What does the n of ncollide stands for?§

ncollide is some kind of abbreviation for n-dimensional collision detection library, where n is usually equal to 2 or 3 for common uses. Higher finite dimensions will work fine as well, except for ncollide_procedural and ncollide_transformation which are both mostly specialized for 2D and 3D.

What units are used by ncollide?§

This is left to your imagination. They can as well be kilometers, miles, litters, lumens, or nyan cats. It all depends on your application. Just try to choose your units such that the quantities (especially sizes) remain close to 1.0. Therefore it is generally a very bad idea to choose one pixel as your reference distance unit! In addition, significant size ratios (big objects interacting with small objects) should be avoided as they are very prone to generate rounding errors.

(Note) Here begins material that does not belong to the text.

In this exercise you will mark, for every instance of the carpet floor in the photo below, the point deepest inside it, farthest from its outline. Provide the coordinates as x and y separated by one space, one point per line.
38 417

The recommended units are those given by the International System of Units−that is−meters, kilograms, seconds, and so on. But again, it depends on your application!

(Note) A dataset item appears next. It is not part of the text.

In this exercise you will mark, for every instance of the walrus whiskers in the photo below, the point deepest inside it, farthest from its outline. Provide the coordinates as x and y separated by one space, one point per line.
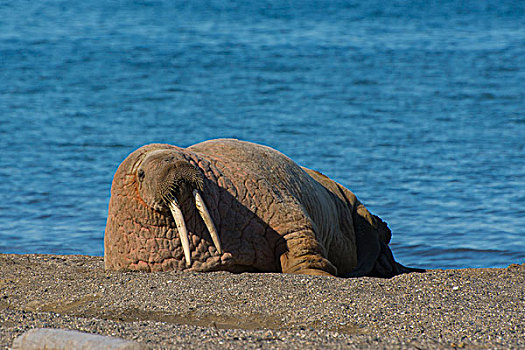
181 227
205 214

The compiler claims the trait method .foo(...) does not exists!§

Make sure to use the trait if you use at least one of its methods! For example, the following cannot work:

extern crate ncollide;

use ncollide::shape::Ball;

fn main() {
let ball = Ball::new(1.0f32);

ball.to_trimesh();
//   ^^^^^^^^^^
// Error: type Ball does not implement any method in scope named to_trimesh.
}

To help the compiler find .to_trimesh(), the procedural::ToTriMesh trait must be imported explicitly:

extern crate ncollide;

use ncollide::shape::Ball;
use ncollide::procedural::ToTriMesh; // needed to call .to_trimesh().

fn main() {
let ball = Ball::new(1.0f32);

ball.to_trimesh();
}

If doing so does not work, double check the API documentation: you might just have misspelled the method name.

Do I need some kind of permission to reuse the figures of this guide?§

Nope! They were all created using Inkscape or generated with nrays, kiss3d, and rust-sfml. We know how time-consuming creating those kinds of illustrations can be so feel free to modify, publish, and redistribute them anywhere you want without asking or even telling anybody.